So-called “look back” requests, otherwise known as client file requests, which licensees have been making of their current and former authorised representatives, increased throughout 2018. This trend has continued into this year, industry participants have observed.
Requests for client files, which have been prompted by a confluence of programs undertaken by ASIC in recent years, have been made with increased frequency and requests have been made for files as far back as six, seven and in some cases eight years, Hillary Ray, a partner with law firm Cowell Clarke, who advises many advice businesses that are the subjects of the look backs, said.
“I’m being engaged for advice on client file requests more than ever before. Most of the requests are being made of advice practices that are part of the networks of large institutions,” Ray said. She added the requests are being made under sections 30 and 33 of the ASIC Act, which outline the securities regulator’s compulsory information-gathering powers.
The look backs have become so frequent and disruptive to business owners and practitioners that Ray said advisers are quite often sharing their emotional distress regarding the requests.
“I’m finding clients who are juggling the reputational damage brought on by the [Hayne] royal commission findings with the regular challenges of running a small business [now being] confronted by consistent demand for client file audits from licensees they’ve in some cases not been licensed by for many years,” Ray said. “I’m finding a lot of distress amongst advisers who are increasingly finding themselves in these situations.”
Advisers and licensee heads in contact with Professional Planner have corroborated Ray’s interpretation of the increasing frequency of the look backs and the disruption they’ve caused.
Lisa Watzek, from Compass Wealth Strategies Queensland, noted in a letter sent to this publisher that the way dealer groups are auditing client files as requested by ASIC and, in some cases, refunding fees, has the ability to ruin her practice financially.
“Throughout the audit process – spanning a time when I’ve been licensed under my current and previous licensees for several years – I have had to correct the auditors’ interpretation that ASIC would perceive a client had not been serviced,” Watzek noted. “… [T]he auditors directly contact the clients without my knowledge and issue the refunds without consultation with me.
“Being a small practice, I don’t have a cash reserve to do any refunds. Further, I have taken out a business loan based on the revenue to buy out a partner. I have to maintain a level of cash flow as part of the lending requirements. I feel alone in this process and have been told I have no legal standing.”
An ASIC spokesperson pointed to a series of programs and compliance projects it has undertaken in recent years in response to a request for information on the topic.

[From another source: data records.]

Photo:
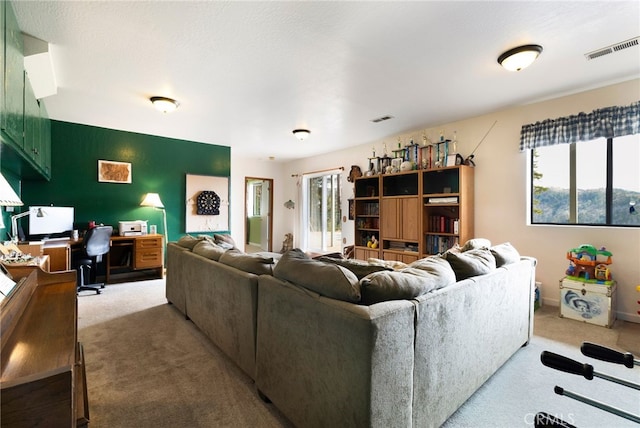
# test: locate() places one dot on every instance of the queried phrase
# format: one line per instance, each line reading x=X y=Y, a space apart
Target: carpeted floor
x=149 y=367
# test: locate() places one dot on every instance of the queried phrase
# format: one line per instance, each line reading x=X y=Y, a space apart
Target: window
x=594 y=182
x=321 y=225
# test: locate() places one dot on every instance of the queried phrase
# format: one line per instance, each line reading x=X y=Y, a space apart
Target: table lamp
x=153 y=200
x=8 y=198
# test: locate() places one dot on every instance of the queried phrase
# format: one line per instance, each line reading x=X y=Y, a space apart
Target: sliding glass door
x=321 y=225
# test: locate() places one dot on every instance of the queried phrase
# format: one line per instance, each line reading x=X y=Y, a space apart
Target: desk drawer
x=149 y=243
x=148 y=258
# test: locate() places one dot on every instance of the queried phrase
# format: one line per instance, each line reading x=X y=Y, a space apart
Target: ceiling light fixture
x=164 y=104
x=519 y=58
x=301 y=134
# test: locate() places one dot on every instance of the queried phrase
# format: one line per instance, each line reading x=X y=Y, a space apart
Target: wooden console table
x=135 y=253
x=43 y=379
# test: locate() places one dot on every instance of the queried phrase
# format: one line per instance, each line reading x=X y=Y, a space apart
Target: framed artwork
x=114 y=172
x=207 y=203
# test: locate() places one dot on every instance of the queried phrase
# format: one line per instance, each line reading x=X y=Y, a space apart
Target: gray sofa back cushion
x=421 y=277
x=505 y=254
x=251 y=263
x=326 y=279
x=471 y=263
x=358 y=267
x=208 y=249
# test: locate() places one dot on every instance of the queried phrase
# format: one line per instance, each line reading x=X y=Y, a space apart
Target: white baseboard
x=619 y=315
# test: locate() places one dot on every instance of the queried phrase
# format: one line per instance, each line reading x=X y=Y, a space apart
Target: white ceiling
x=248 y=73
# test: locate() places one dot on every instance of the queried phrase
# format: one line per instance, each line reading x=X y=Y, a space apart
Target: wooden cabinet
x=400 y=216
x=447 y=208
x=367 y=217
x=415 y=213
x=148 y=252
x=135 y=254
x=43 y=374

The regulator pointed to a rolling surveillance program that started in July 2015 to investigate how large institutions oversee advisers; a report on the findings was published in March 2017. It also pointed to an ongoing project to uncover instances of fees for no service within advice practices in institutionally owned networks.

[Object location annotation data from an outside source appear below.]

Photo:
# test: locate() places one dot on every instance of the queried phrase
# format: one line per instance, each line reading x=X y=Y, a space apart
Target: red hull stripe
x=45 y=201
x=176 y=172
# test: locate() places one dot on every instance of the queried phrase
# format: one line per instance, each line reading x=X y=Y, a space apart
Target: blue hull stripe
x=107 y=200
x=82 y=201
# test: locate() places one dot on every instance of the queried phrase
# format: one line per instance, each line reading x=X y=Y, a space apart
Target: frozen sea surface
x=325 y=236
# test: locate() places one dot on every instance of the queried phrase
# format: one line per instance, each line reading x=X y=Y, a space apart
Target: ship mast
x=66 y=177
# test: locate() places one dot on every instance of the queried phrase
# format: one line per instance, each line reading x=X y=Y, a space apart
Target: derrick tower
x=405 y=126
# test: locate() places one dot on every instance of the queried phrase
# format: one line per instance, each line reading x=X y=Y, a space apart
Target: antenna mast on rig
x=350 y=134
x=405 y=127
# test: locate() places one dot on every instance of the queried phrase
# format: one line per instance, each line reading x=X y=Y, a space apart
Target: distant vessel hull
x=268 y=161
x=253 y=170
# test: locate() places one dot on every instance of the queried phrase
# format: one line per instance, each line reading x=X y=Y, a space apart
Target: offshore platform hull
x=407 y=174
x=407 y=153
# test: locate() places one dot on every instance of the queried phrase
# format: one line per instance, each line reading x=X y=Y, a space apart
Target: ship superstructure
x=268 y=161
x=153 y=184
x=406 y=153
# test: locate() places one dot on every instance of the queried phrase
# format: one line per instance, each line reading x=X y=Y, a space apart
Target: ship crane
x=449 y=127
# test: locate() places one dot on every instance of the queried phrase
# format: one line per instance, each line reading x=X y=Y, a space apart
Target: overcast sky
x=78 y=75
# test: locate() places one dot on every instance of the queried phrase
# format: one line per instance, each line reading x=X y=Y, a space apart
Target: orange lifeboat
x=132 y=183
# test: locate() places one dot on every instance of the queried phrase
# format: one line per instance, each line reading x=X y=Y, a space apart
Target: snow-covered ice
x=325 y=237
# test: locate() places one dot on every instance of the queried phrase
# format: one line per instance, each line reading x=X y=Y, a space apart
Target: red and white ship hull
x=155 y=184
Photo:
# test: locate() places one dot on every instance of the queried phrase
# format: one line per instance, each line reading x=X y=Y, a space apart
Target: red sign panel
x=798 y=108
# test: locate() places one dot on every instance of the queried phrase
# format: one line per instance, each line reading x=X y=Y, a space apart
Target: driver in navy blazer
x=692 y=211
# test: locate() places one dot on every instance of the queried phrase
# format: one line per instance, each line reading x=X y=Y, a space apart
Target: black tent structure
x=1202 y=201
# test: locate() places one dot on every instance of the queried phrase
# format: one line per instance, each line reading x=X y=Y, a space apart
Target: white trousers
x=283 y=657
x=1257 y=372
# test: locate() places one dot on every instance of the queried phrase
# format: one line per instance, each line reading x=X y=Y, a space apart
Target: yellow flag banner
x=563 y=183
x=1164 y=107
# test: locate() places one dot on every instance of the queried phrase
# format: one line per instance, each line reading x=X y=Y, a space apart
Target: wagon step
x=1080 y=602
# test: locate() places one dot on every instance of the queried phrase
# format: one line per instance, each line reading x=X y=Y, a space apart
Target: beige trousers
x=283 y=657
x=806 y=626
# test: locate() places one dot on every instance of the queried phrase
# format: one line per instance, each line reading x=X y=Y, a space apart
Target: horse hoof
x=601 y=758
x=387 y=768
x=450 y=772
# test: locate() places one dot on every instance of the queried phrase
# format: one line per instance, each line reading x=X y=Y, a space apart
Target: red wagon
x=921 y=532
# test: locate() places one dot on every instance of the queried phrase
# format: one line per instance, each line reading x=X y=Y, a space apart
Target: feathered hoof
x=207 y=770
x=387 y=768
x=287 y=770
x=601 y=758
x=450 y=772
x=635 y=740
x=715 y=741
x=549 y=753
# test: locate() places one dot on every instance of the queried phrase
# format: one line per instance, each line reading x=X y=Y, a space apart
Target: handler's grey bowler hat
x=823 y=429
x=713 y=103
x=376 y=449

Advice representatives of licensees held by AMP, ANZ, National Australia Bank, Commonwealth Bank, Westpac and Macquarie Group were the subject of the ASIC programs mentioned above, the reports revealed.
Beyond highlighting these existing programs, the regulator could not point to any specific additional programs or surveillance activities that may have resulted in a spike in client file requests in recent months.
“ASIC’s longstanding role in overseeing standards across the financial services industry, and seeking to improving them, requires ongoing surveillance activities across a variety of matters relating to financial advice. These surveillance activities often involve requests for client files. ASIC’s requests for client files vary according to the corporate environment, business cycle, or particular issues that may arise,” ASIC said in a statement.
The regulator also highlighted that AFS licensees have an obligation to monitor and supervise their representatives and will have to review client files as part of obligation.
Buried in compliance
Aside from whether the Hayne royal commission final report makes a direct recommendation to dismantle vertical integration, the biggest question in the wealth management industry will face this year is whether it can sustain its current economic models while managing compliance risk, Morgan Stanley equity analyst Daniel Toohey said in a January 30 research note.
The outlook for lower fees alongside the elevated compliance – greater cost, capital at risk – likely demands increasing scale to insulate margins, with potential implications for industry structure,” Toohey noted.
Compliance costs have been the topic du jour at Professional Planner’s recent advisory board discussions, held at the end of 2018 and early this year, participated in by heads of licensee businesses and financial planning practice principles. This cost has been exacerbated early this year by ASIC’s adviser levy, which was invoiced on Thursday.
One adviser, Steve Blizard, at Roxburgh Securities in Western Australia, described the ASIC charge as “gobsmacking”.
“An incredible set of fees for no service. All having to be passed on to the clients,” he said.
Compliance costs will almost certainly climb thanks to increased surveillance, greater regulatory powers and intervention and higher penalty and fine regimes likely to be recommended in the final Hayne royal commission report, Toohey noted.